Oh, oops. Saying that America’s human “space launch program” sits mothballed would also would be somewhat off, since NASA is currently very actively developing, and testing components of, the Space Launch System and the Orion orbiter for deep space exploration of the solar system. They also assist and/or sponsor the development of several, rapidly growing, U.S. based, commercial space launch systems for the purpose of lowering the cost of human space flight to make space commonplace worldwide. One of whom, SpaceX, even has deep-space aspirations of their own. My 11 year old son will leave college and enter the workforce during a time when private corporations will orbit more folks than governments do today. At that same time NASA intends to plan and fly human missions to deep-space targets like Europa, Jupiter’s largest moon.

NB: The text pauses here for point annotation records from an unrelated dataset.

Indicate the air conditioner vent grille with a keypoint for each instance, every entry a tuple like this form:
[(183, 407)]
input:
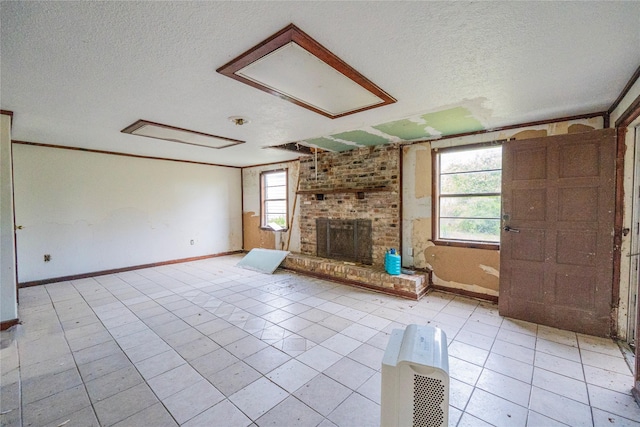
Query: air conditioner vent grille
[(428, 395)]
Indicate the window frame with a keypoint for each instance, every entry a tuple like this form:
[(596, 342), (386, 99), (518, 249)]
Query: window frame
[(263, 200), (435, 205)]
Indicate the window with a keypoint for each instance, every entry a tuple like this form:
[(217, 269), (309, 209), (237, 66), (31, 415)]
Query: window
[(467, 183), (274, 198)]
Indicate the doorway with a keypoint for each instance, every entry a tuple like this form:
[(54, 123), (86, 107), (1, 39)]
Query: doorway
[(556, 255)]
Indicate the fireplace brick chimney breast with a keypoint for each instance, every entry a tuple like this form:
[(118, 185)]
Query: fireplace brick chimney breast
[(361, 184)]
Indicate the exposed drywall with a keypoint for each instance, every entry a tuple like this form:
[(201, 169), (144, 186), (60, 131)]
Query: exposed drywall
[(8, 295), (423, 187), (254, 236), (92, 212), (474, 270)]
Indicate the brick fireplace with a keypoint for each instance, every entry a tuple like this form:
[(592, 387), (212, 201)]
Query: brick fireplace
[(361, 185)]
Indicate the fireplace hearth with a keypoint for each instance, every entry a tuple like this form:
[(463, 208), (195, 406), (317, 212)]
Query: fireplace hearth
[(344, 239)]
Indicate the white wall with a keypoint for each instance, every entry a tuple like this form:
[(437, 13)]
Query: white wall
[(93, 212), (8, 294), (627, 220)]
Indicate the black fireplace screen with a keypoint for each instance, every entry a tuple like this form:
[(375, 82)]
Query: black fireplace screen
[(344, 239)]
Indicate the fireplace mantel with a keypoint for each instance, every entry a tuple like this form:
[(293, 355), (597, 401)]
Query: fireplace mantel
[(344, 190)]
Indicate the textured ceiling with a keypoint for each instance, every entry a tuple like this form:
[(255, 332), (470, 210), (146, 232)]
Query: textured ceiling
[(76, 73)]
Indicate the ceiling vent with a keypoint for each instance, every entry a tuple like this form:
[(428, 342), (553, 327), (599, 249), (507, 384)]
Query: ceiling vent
[(295, 67)]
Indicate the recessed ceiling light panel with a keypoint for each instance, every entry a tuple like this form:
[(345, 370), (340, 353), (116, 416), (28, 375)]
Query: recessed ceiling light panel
[(175, 134), (293, 66)]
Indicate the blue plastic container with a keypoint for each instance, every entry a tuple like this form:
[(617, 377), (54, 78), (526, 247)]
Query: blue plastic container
[(392, 262)]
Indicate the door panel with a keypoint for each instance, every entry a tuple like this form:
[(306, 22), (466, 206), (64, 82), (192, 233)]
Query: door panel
[(558, 199)]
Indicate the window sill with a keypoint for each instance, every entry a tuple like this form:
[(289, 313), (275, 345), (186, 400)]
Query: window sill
[(467, 244), (271, 229)]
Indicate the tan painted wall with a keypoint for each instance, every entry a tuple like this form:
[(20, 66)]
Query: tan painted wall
[(474, 270), (630, 158), (253, 235)]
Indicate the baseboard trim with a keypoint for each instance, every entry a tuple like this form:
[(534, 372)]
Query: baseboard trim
[(6, 324), (357, 284), (465, 293), (121, 270)]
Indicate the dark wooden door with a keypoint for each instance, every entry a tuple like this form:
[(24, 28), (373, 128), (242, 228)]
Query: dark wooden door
[(556, 247)]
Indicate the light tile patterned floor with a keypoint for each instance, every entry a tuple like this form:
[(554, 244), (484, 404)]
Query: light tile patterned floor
[(209, 344)]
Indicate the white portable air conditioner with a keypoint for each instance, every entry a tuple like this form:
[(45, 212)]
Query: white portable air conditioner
[(415, 378)]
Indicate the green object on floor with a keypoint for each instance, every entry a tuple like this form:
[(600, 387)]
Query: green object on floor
[(263, 260)]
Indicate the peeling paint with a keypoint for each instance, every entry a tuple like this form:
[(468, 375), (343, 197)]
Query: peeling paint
[(455, 285), (529, 133), (578, 127), (423, 168), (329, 144), (361, 137), (490, 270), (420, 238), (452, 121), (406, 129), (464, 266)]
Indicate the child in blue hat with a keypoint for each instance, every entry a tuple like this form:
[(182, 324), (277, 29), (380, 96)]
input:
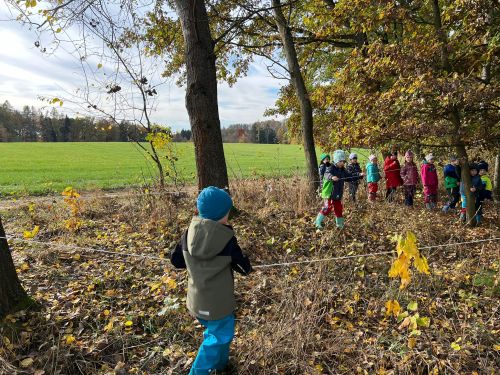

The Space Shuttle sits mothballed, a monument to human achievement. However those center four engines in the above video are Shuttle engines, and the infrastructure that built the shuttle now builds the first SLS Rocket and Orion. The people who do that work would take great exception to being called “mothballed”.
America’s space program sent people to the moon, a long time ago, and needs to do it some more, but America’s space program continues, even today, be the first at most things, the leader of many things, and with some things the one and only.